Quand on est comme voyages-sncf.com (VSC en jargon interne), le premier site marchand de France en volume d’affaires, le droit à l’erreur n’existe pas. Que le service ne soit pas assuré, que le serveur soit déficient et ce sont des milliers de transactions et autant de clients mécontents qui peuvent partir chez des concurrents. Le développement d’applications et de sites est donc critique. C’est un des métiers de la division VSC Technologies, qui compte 500 salariés avec une moyenne d’âge de 34 ans. Après avoir industrialisé sa production, VSC est en train de vivre une révolution managériale. Le défi à relever tient en trois chiffres : 3 / 6 / 9, soit 3 mois pour sortir une première version, 6 mois pour améliorer le produit et 9 mois pour obtenir une appli ou un site que les clients adoreront.

Pour obtenir de tels résultats – produire vite et bien - il faut revoir les modes de travail en s’inspirant des start-up. S’il existe toujours une hiérarchie et une organisation formelle, certains projets rassemblent des équipes autonomes - des features teams dans le langage maison -, associant des salariés venus de départements différents qui travaillent en dehors de leur rattachement hiérarchique classique. En moins d’un an, trois feature teams ont d’ores et déjà été lancées. Actuellement, six sont à l’œuvre. En 2016, on devrait en compter huit car le but est de les généraliser.

Pour faire partie d’une équipe, deux conditions : être volontaire et posséder les compétences nécessaires. La taille de la bonne équipe est fixée entre sept et neuf personnes « la dimension optimale pour avoir une bonne coordination naturelle, sans être bloqué par l’absence d’une personne », justifie Gilles de Richemond, le directeur général.

Moins d’allers-retours entre les managers

Pour piloter ces équipes éphémères et autonomes, un chef de projet, aussi nommé product owner, qui n’occupe pas forcément un poste de manager classique, est choisi. « Avant on était manager dès qu’on encadrait deux personnes, s’amuse le directeur général, Le product owner est là pour créer un produit que le client va adorer. » C’est lui qui prend les décisions au jour le jour et anime les équipes composées de salariés venus de la technique et du marketing, qui travaillent main dans la main. Pour aller plus vite, il faut en finir avec les allers-retours qui ralentissent les projets. Ces équipes mixtes cherchent la meilleure solution, sans vouloir obtenir chacun de leur côté l’approbation de leurs chefs.

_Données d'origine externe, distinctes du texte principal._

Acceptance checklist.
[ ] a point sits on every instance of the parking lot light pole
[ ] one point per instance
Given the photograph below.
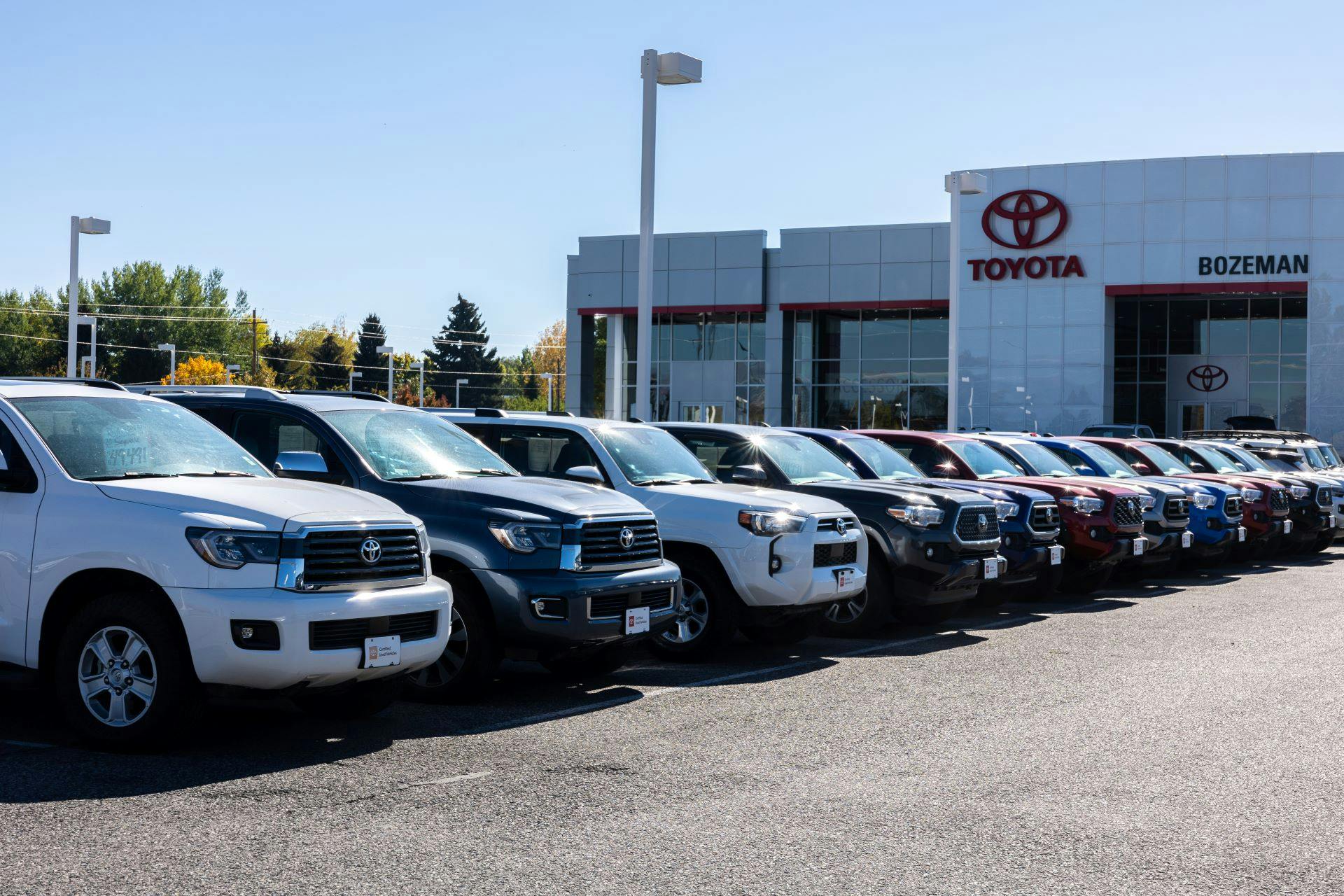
(958, 183)
(388, 352)
(656, 69)
(78, 226)
(172, 362)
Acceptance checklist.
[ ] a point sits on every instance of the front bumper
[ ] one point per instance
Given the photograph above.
(206, 614)
(588, 599)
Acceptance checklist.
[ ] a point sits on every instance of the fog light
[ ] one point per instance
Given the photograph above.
(255, 634)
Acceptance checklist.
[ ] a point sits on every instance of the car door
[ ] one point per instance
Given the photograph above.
(20, 496)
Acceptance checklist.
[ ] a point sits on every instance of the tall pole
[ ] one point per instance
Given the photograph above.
(644, 328)
(953, 289)
(73, 298)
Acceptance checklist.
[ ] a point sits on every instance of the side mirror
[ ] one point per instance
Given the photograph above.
(589, 475)
(753, 475)
(300, 465)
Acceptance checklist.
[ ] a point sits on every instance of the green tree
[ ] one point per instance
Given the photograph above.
(463, 349)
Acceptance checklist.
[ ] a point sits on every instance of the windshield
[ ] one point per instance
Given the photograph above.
(1211, 458)
(406, 445)
(1107, 460)
(802, 460)
(986, 463)
(886, 461)
(1042, 461)
(651, 457)
(118, 438)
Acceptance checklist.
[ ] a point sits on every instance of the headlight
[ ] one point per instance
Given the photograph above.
(1084, 505)
(920, 514)
(526, 538)
(771, 524)
(234, 550)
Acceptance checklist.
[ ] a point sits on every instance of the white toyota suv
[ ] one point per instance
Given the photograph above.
(147, 559)
(761, 561)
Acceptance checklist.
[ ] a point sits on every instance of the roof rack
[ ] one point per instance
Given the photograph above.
(363, 397)
(93, 382)
(241, 391)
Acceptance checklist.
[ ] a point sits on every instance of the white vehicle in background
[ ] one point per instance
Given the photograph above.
(146, 561)
(765, 562)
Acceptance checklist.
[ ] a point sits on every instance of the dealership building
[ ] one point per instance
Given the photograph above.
(1170, 292)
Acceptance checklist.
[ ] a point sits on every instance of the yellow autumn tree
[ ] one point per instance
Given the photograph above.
(200, 371)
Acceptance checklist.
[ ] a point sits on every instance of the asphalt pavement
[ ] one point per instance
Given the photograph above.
(1182, 736)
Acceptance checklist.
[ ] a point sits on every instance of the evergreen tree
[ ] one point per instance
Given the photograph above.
(371, 335)
(463, 349)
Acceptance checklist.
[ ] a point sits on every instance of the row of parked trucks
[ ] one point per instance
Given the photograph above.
(164, 543)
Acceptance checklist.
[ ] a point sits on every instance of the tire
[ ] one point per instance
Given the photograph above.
(792, 630)
(864, 614)
(362, 700)
(132, 640)
(592, 664)
(465, 669)
(708, 615)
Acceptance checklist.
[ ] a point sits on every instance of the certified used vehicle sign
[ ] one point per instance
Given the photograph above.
(385, 650)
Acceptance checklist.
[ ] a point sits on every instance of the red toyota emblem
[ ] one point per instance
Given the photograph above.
(1025, 210)
(1206, 378)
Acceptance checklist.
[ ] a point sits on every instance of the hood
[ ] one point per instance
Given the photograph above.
(265, 501)
(734, 498)
(526, 498)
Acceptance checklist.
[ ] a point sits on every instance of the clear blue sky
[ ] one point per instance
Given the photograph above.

Place à l’expérimentation et au test. Pour refaire la page de devis (l’estimation du prix d’un trajet), il a été ainsi possible d’expérimenter différentes pages auprès d’une partie du public pour vérifier laquelle était la plus efficace. Le client est roi.

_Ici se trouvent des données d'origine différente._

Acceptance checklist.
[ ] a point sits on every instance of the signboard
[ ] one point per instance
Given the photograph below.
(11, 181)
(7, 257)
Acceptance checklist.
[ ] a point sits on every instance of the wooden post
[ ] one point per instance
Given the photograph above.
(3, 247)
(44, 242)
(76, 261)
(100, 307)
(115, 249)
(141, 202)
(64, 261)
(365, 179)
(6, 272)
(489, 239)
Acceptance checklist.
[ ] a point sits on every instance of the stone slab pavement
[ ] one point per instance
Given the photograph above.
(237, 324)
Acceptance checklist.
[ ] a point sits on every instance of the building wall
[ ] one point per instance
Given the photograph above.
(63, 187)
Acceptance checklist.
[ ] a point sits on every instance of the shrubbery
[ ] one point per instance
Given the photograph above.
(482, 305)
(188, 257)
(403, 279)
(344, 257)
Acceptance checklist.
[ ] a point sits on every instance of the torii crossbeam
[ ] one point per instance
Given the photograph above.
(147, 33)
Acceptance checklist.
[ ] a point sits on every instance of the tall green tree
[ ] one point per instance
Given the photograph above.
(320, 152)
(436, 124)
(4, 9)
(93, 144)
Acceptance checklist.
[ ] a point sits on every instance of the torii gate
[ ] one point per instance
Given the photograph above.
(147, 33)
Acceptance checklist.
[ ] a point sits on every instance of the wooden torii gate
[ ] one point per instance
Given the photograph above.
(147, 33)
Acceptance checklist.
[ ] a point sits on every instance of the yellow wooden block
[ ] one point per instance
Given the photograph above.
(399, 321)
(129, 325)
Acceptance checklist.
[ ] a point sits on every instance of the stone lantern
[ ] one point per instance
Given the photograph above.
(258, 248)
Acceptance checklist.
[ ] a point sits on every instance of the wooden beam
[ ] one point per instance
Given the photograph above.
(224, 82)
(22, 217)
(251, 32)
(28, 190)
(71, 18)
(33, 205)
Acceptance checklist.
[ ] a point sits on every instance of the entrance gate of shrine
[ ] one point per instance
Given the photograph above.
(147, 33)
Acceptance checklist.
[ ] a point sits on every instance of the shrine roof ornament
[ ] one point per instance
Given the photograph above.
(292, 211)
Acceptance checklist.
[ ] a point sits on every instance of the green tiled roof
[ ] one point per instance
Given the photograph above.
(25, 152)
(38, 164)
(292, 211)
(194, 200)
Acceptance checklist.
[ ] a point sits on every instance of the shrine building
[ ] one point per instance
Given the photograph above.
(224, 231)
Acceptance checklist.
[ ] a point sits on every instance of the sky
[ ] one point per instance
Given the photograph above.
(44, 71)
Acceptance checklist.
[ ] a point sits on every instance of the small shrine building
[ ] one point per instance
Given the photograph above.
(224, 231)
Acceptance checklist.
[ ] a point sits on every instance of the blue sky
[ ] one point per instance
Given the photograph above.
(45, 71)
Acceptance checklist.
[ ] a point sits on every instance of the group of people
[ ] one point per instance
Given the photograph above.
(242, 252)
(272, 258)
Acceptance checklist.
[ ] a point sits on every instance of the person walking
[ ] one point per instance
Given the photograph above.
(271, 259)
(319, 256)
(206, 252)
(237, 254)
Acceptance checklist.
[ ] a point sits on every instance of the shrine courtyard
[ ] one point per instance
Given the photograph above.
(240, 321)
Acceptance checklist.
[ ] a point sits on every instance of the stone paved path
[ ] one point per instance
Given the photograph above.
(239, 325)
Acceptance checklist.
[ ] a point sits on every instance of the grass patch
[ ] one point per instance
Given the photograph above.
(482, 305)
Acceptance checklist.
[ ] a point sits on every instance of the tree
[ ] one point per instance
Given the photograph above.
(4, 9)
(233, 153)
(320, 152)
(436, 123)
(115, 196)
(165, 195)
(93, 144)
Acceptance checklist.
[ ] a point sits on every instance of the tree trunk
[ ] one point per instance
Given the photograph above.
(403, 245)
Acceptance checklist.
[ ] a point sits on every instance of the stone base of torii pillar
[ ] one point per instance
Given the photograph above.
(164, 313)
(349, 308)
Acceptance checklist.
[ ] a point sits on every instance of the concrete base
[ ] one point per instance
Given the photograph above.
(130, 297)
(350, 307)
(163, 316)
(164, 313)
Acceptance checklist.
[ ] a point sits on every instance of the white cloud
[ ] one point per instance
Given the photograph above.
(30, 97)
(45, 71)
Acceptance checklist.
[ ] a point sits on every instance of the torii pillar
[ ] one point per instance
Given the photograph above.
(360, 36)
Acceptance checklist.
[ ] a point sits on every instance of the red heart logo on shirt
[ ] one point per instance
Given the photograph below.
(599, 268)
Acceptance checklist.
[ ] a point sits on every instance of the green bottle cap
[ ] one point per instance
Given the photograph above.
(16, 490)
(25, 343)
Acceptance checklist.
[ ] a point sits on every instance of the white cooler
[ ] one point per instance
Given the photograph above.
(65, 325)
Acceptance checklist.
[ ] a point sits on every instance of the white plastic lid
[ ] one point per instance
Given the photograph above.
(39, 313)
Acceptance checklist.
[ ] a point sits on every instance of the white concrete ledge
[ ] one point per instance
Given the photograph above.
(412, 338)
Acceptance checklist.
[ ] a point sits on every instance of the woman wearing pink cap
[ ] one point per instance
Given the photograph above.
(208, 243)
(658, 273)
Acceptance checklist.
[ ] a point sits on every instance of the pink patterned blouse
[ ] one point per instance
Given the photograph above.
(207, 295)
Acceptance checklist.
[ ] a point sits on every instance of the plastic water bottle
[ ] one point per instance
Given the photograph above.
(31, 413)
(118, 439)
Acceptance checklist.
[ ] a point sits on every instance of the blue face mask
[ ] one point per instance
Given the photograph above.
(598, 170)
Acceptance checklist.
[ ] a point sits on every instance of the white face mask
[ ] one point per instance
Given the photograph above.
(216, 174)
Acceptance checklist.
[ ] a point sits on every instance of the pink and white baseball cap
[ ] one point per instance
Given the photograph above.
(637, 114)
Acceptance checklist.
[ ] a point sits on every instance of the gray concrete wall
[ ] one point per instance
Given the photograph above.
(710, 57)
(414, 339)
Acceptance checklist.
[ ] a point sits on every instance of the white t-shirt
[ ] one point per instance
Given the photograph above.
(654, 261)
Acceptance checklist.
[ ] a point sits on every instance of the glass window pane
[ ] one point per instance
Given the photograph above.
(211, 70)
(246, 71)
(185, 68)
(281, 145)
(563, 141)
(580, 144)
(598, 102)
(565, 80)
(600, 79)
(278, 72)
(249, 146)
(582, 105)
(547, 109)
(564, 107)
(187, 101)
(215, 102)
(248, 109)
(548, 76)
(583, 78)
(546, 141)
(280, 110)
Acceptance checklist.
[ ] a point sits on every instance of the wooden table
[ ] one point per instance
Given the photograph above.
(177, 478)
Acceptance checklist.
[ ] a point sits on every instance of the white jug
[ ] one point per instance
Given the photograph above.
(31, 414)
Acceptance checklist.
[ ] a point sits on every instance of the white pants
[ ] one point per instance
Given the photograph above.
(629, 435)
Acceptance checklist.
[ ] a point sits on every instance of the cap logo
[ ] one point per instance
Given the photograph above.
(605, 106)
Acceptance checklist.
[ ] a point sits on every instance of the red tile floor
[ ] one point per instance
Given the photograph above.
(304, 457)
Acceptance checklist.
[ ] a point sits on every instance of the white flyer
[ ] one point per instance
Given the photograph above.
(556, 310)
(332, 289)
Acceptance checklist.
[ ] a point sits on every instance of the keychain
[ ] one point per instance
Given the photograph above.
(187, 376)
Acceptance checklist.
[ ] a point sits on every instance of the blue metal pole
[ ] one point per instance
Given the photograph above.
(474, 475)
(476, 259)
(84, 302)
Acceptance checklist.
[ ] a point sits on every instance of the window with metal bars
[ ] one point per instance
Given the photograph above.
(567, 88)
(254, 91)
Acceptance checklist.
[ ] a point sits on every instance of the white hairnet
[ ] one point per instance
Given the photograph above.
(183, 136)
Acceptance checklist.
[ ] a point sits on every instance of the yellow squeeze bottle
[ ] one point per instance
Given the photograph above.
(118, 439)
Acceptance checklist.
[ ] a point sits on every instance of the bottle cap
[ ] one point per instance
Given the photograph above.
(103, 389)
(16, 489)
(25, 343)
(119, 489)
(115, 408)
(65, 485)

Rien d’étonnant si la méthode bouscule certains managers. « C’est étrange de voir les membres de son équipe aller discuter directement avec le patron de la BU France », reconnaît Yannick Combourieu, un soutien sans faille de la nouvelle méthode.

Talon d’Achille du projet, les managers. « Ce ne sont pas des chefs de projet. Ce sont deux métiers différents. Le succès repose sur leur lâcher prise », estime Gilles de Richemond. Pour les aider à passer la main, il faut les accompagner sur de vraies missions managériales comme celles de partager la vision de la direction ou créer et obtenir de l’adhésion…

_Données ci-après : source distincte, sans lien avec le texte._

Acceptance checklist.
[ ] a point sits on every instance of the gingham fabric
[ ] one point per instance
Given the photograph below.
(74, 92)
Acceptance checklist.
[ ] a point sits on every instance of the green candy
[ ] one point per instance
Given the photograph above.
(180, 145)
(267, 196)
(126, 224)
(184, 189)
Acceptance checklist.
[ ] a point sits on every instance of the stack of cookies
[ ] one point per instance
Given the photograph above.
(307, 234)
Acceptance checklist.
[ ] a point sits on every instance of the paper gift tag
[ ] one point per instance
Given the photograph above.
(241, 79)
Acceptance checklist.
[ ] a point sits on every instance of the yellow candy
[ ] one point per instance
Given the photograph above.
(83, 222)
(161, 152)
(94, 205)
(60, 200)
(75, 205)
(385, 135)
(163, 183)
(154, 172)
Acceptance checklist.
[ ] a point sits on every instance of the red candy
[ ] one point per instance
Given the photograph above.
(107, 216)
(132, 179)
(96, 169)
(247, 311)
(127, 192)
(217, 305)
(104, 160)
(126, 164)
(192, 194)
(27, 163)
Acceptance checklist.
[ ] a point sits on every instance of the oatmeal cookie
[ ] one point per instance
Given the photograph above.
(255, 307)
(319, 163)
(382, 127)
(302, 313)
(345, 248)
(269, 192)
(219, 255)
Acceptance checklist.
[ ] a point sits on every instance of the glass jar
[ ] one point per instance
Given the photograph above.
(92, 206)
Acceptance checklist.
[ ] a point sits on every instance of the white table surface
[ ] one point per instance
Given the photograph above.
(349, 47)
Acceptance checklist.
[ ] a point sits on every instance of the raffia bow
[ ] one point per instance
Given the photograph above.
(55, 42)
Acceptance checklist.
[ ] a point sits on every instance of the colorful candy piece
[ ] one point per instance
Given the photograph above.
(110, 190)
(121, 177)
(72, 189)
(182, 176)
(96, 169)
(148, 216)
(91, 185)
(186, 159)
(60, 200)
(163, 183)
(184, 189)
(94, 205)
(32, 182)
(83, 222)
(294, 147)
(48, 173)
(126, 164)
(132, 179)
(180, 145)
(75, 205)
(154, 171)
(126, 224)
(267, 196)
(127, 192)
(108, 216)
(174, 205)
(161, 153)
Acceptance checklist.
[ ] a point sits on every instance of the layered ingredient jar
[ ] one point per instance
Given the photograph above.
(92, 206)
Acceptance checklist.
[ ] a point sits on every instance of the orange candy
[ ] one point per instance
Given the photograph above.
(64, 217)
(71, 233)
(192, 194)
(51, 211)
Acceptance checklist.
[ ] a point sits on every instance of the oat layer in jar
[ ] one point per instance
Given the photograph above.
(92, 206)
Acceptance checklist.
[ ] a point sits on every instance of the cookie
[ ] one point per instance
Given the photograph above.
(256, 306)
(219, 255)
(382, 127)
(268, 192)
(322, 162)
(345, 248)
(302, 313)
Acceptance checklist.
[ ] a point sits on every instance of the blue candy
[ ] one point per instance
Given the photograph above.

Car la mise en place de ce nouveau mode de travail a un second objectif tout aussi stratégique. Sur le marché hyperconcurrentiel des développeurs et autres spécialistes du digital, des méthodes de travail innovantes sont aussi des outils pour recruter les profils hyperrecherchés. « Nous recrutons actuellement une cinquantaine de profils technos, explique Gilles de Richemond, c’est intéressant pour eux de venir travailler de cette façon. » Chez VSC technologies, les personnes d’une même équipe, qu’elles viennent de l’informatique ou du marketing vont désormais à la cantine ensemble.